Nonetheless, Hattersley said, the top-line numbers in the fourth quarter do “not tell the full story” of the company’s performance during a year defined by unprecedented disruptions wrought by the global pandemic.
The company said it eliminated $1.1 billion of debt in 2020; booked growth of its core brands, Coors Light and Miller Lite, in the off-premise; and its portfolio of above-premium brands hit a record-high percentage of the company’s overall U.S. portfolio in the second half of 2020.
After doubling its share in the hard seltzer category in the U.S. in 2020, the company plans to invest more behind its growing portfolio in 2021, a plan that includes adding a new variety pack of Vizzy Hard Seltzer and Vizzy Lemonade; beefing up marketing spend behind Coors Seltzer; and launching Topo Chico Hard Seltzer, Topo Chico Ranch Water and Proof Point in the U.S.
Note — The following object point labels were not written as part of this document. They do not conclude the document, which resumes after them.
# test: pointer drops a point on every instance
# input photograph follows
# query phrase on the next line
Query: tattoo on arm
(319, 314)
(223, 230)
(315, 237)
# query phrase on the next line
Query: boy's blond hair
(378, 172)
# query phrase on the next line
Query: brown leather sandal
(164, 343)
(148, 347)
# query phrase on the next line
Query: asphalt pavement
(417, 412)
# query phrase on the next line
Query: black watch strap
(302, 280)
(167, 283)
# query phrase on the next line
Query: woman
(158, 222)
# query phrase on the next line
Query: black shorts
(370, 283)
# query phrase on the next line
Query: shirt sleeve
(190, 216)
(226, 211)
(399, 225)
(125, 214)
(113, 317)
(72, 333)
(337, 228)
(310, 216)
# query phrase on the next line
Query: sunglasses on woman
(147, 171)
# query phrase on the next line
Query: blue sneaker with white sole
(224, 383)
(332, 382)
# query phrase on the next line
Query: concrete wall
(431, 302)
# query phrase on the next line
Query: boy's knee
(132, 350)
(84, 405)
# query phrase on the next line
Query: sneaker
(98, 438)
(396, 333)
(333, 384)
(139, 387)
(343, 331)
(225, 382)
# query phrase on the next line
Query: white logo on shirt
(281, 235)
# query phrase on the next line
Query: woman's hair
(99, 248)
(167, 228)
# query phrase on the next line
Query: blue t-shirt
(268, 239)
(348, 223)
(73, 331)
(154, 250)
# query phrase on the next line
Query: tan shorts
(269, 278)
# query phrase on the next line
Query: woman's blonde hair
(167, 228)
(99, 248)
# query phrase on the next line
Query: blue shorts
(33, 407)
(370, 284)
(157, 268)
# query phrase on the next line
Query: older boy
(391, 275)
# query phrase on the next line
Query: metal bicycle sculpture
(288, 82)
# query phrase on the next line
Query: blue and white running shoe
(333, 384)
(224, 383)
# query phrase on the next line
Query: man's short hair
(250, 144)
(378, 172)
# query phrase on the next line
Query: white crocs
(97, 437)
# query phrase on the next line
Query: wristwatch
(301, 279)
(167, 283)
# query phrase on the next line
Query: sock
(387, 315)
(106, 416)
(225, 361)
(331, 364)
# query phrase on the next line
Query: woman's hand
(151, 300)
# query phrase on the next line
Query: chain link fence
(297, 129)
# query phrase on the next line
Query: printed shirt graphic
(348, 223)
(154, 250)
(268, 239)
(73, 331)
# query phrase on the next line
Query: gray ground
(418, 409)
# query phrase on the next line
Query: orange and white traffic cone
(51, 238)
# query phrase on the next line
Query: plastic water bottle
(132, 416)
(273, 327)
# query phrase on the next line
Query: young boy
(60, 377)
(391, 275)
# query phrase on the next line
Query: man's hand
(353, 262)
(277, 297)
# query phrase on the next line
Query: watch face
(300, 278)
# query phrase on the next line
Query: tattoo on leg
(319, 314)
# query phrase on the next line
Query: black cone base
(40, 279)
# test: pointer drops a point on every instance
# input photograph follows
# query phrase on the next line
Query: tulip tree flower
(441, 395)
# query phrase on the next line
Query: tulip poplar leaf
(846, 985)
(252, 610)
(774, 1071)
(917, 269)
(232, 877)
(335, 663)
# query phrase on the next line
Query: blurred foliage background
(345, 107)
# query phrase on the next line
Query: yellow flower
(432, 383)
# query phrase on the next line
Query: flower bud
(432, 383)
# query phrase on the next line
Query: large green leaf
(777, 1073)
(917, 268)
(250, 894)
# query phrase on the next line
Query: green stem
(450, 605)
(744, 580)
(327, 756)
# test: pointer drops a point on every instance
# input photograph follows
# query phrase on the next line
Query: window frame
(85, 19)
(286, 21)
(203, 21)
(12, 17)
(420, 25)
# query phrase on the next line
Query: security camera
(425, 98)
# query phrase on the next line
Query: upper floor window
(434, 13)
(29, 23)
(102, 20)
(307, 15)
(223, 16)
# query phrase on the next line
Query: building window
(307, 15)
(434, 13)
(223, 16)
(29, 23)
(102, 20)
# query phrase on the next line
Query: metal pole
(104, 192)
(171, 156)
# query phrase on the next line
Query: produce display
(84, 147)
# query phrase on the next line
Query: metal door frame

Vizzy and Coors Seltzer also will launch in Canada this spring, and Three Fold hard seltzer is planned to debut in the U.K..
Inside its beer portfolio, Molson Coors plans to continue investing behind Miller Lite and Coors Light in 2021 while taking craft brand Hop Valley across North America and launching Yuengling’s portfolio of beers in Texas, and eventually in other markets, via a new joint venture with D.G. Yuengling & Son Inc.
On the non-alc side, its Canadian joint venture Truss captured the top dollar share in the Canadian cannabis beverage market in December. And, the company says deals signed in 2020 and early this year will help build its emerging growth division into a $1 billion revenue business by 2023, Hattersley said. That includes distribution agreements with La Colombe on ready-to-drink coffee and ZOA, a new energy drink Molson Coors will distribute in partnership with a team led by star Dwayne Johnson.
Molson Coors, he said, is “going to follow through” on its plan to grow its top line, noting that “we are on the pathway there.”
*Full details can be found in Molson Coors’ fourth-quarter earnings release, including forward looking statement disclaimers and full financial results.